Loos Martin, Singer Heinz
Swiss Federal Institute for Aquatic Science and Technology (Eawag), 8600 Dübendorf, Switzerland.
Institute of Biogeochemistry and Pollutant Dynamics, ETH Zürich, Zurich, 8092 Switzerland.
J Cheminform. 2017 Feb 23;9:12. doi: 10.1186/s13321-017-0197-z. eCollection 2017.

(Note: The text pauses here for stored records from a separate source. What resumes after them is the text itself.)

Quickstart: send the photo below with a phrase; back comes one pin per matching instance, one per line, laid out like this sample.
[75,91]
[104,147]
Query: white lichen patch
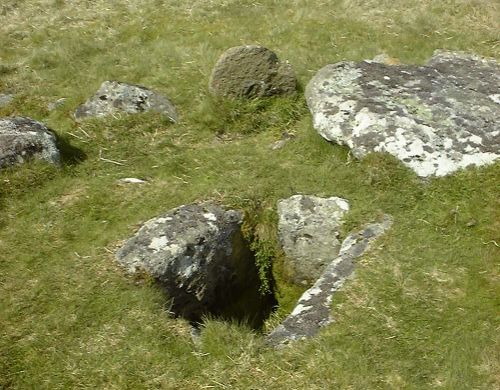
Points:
[495,98]
[158,243]
[421,115]
[210,216]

A large proportion of polar anthropogenic compounds routinely released into the environment comprises homologue series, i.e., sets of chemicals differing in a repeating chemical unit. Using analytical techniques such as liquid chromatography coupled to high-resolution mass spectrometry (LC-HRMS), these compounds are readily measurable as signal sets with characteristic differences in mass and typically retention time. However, and despite such distinct characteristics, no computational approach for the direct, simultaneous and untargeted detection of all such signal sets comprising both LC and HRMS information has to date been presented.

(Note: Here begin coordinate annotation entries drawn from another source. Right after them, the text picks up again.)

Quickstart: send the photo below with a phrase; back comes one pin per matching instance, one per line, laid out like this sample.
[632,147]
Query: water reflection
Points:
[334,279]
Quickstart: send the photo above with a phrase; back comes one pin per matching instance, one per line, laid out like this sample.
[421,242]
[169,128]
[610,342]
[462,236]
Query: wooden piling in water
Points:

A fast two-staged approach has been developed to extract LC-HRMS signal patterns which can be indicative of homologous analytes. In a first stage, a -d tree representation of picked LC-HRMS peaks is used to extract all feasible 3-tuples of peaks with restrictions in, e.g., mass defect differences. A second stage then recombines these 3-tuples to larger series tuples while ensuring smooth changes in their retention time characteristics. This unsupervised approach was evaluated for ten effluent samples from Swiss sewage treatment plants (STPs), in both positive and negative electrospray-ionization.

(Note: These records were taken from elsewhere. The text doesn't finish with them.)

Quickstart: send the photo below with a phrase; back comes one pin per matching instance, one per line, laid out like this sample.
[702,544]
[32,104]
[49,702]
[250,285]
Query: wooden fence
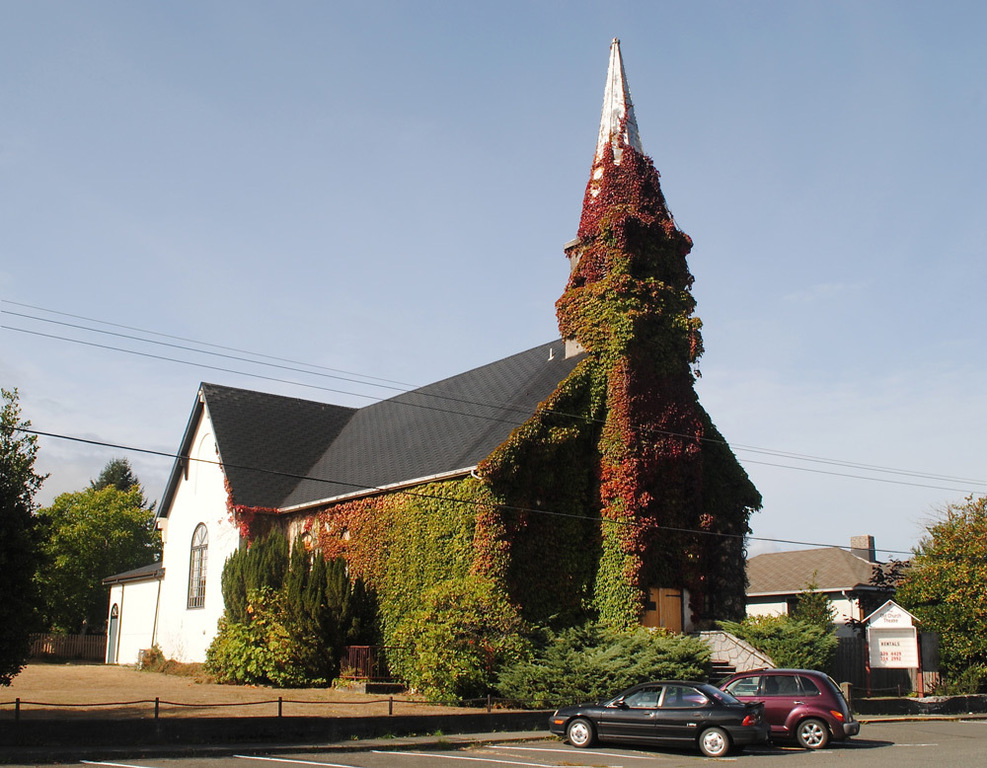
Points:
[82,647]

Beside recovering all continuous series of previously identified homologues, substantial fractions of nontargeted peaks could subsequently be assigned into very diverse peak series, although assignments were often not unique. The latter ambiguities were resolved by a self-organizing map technique and revealed both distinctive series meshing and rivaling combinatorial solutions in the presence of isobaric or gapped series peaks. When comparing STPs, several ubiquitous yet partially low-frequent series mass differences emerged and may prioritize future identification efforts. The presented algorithm is freely available as part of the R package and as a user-friendly web-interface at www.envihomolog.eawag.ch.Graphical AbstractSearch for systematic series indicative of homologous compounds is based on a partitioned representation of LC-HRMS signal characteristics. This nontargeted search first extracts series triplets in a nearest-neighbour walk and then recombines them to larger ones. For illustration, the two dimensions involving mass defect characteristics are represented by one only.
通常释放到环境中的大部分极地人为化合物由同系物系列组成,即一组在重复化学单元上不同的化学物质。使用诸如液相色谱与高分辨率质谱联用(LC-HRMS)等分析技术,这些化合物很容易作为具有质量和通常保留时间特征差异的信号集进行测量。然而,尽管具有这些明显特征,但迄今为止,尚未提出一种直接、同时且非靶向检测所有包含LC和HRMS信息的此类信号集的计算方法。
已开发出一种快速的两阶段方法来提取可指示同源分析物的LC-HRMS信号模式。在第一阶段,使用挑选出的LC-HRMS峰的kd树表示来提取所有可行的三元峰组,并对例如质量缺陷差异进行限制。然后,第二阶段将这些三元组重新组合成更大的系列元组,同时确保其保留时间特征的平滑变化。在正电喷雾电离和负电喷雾电离中,对来自瑞士污水处理厂(STP)的十个废水样品评估了这种无监督方法。
除了回收所有先前鉴定的同系物的连续系列外,大量未靶向的峰随后可被分配到非常多样的峰系列中,尽管分配通常并非唯一。通过自组织映射技术解决了后者的模糊性,并揭示了在存在等压或有间隙系列峰的情况下独特的系列啮合和竞争组合解决方案。在比较污水处理厂时,出现了几个普遍存在但部分频率较低的系列质量差异,这可能会优先考虑未来的鉴定工作。所提出的算法作为R包的一部分可免费获得,并在www.envihomolog.eawag.ch上作为用户友好的网络界面提供。图形摘要搜索指示同源化合物的系统系列基于LC-HRMS信号特征的分区表示。这种非靶向搜索首先在最近邻遍历中提取系列三元组,然后将它们重新组合成更大的三元组。为了说明,涉及质量缺陷特征的两个维度仅由一个表示。